The monument's design is in the Georgian Revival architectural style. The monument consists of a four-sided structure rising 60 ft above the ground which has small balconies on each of its sides. This column has sides measuring approximately 18.3 ft long. At the top of this structure is a platform surrounded by a balustrade. Atop this platform climbs another, smaller tower which is topped by an octagonal lantern. Each column has an observation platform, with the top one giving a view of the city, Boston Harbor, and the surrounding area. The top of the monument features a cupola and a spire, topped by a weather vane. The total height of the monument is 115 ft.

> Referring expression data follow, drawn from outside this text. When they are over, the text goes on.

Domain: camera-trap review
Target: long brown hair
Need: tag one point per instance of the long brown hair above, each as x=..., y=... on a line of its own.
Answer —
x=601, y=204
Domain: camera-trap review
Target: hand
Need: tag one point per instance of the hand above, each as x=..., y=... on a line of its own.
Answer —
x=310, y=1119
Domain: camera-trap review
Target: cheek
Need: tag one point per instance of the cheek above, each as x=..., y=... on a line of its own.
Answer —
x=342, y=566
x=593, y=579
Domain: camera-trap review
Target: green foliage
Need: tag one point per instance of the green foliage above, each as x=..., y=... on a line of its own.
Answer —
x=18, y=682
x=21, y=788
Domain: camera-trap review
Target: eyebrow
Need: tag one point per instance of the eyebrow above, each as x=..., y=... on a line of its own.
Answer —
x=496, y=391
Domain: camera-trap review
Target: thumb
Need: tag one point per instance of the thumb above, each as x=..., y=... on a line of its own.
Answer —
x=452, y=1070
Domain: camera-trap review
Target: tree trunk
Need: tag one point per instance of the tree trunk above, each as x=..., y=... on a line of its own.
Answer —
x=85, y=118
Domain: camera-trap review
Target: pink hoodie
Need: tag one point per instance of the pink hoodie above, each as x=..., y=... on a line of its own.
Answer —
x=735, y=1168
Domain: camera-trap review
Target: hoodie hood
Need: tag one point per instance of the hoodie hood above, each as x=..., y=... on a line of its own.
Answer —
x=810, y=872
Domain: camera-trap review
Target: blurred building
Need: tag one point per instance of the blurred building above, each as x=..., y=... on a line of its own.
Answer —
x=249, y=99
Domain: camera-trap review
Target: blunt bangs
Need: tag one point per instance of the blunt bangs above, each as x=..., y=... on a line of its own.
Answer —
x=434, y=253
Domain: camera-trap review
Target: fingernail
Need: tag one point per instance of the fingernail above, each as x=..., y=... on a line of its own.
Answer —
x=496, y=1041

While initial considerations were given to brick or granite, the monument was ultimately constructed with white marble. The structure bears an intentional similarity to the steeple of colonial meeting houses. The entrance into the structure is located on its east side, while the west side bears a tablet containing gilded letters prepared by Charles William Eliot, President of Harvard University. The inscription reads:

ON THESE HEIGHTS / DURING THE NIGHT OF MARCH 4 1776 / THE AMERICAN TROOPS BESIEGING BOSTON / BUILT TWO REDOUBTS / WHICH MADE THE HARBOR AND TOWN / UNTENABLE BY THE BRITISH FLEET AND GARRISON / ON MARCH 17 THE BRITISH FLEET / CARRYING 11000 EFFECTIVE MEN / AND 1000 REFUGEES / DROPPED DOWN TO NANTASKET ROADS / AND THENCEFORTH / BOSTON WAS FREE / A STRONG BRITISH FORCE / HAD BEEN EXPELLED / FROM ONE OF THE UNITED AMERICAN COLONIES
The monument is one of several in the city related to events from the American Revolution, including the Beacon Hill Monument and the Bunker Hill Monument. A writer for the Boston Evening Globe in 1924 called it "a fitting memorial of the colonial army's great achievement in driving the British from Boston".